Monotonicity of the Laplace Transform for Tomography in Dissipative Systems
Antonello Tamburrino, Antonio Corbo Esposito, Gianpaolo Piscitelli
TL;DR
This work develops a monotonicity-based framework for Magnetic Induction Tomography (MIT) in dissipative, parabolic settings. It introduces the Transfer Operator $\mathcal{H}_{\eta}$, defined via Laplace transforms to map the source current density to the measured field, and proves a Monotonicity Principle on the real axis: $\alpha \le \beta$ implies $\mathcal{H}_{\alpha}(\lambda) \preceq \mathcal{H}_{\beta}(\lambda)$ for suitable $\lambda$. Existence of $\mathcal{H}_{\eta}$ is established through coercivity and the Lax-Milgram theorem, enabling a non-iterative, monotonicity-based imaging method that yields upper/lower bounds on anomalies by testing small subdomains. The approach provides real-time capability and resilience to noise, extending monotonicity-based imaging from elliptic problems to parabolic MIT and highlighting the utility of Laplace-domain analysis for inverse obstacle problems in dissipative media.
Abstract
This paper addresses the problem of tomography for the interior of dissipative materials, with a focus on Magnetic Induction Tomography (MIT), a proven technique for imaging the interior of conductive materials using low-frequency electromagnetic fields. Processing MIT data is mathematically challenging because of the non-linear and ill-posed nature of the underlying inverse problem. On the other hand, the Monotonicity Principle is recognized as the basis for developing effective approaches.

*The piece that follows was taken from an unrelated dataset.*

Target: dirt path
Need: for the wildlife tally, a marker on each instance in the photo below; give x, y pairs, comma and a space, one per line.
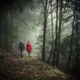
15, 68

In this framework, the paper presents a principle of monotonicity for the Transfer Operator in Magnetic Induction Tomography, i.e. the operator mapping the Laplace transform of the applied source onto the Laplace transform of the measured quantity. Specifically, it is proved that the Transfer Operator satisfies a Monotonicity Principle when evaluated on a proper real semi-axis of the complex plane. The description of the related (real-time) imaging method is also given.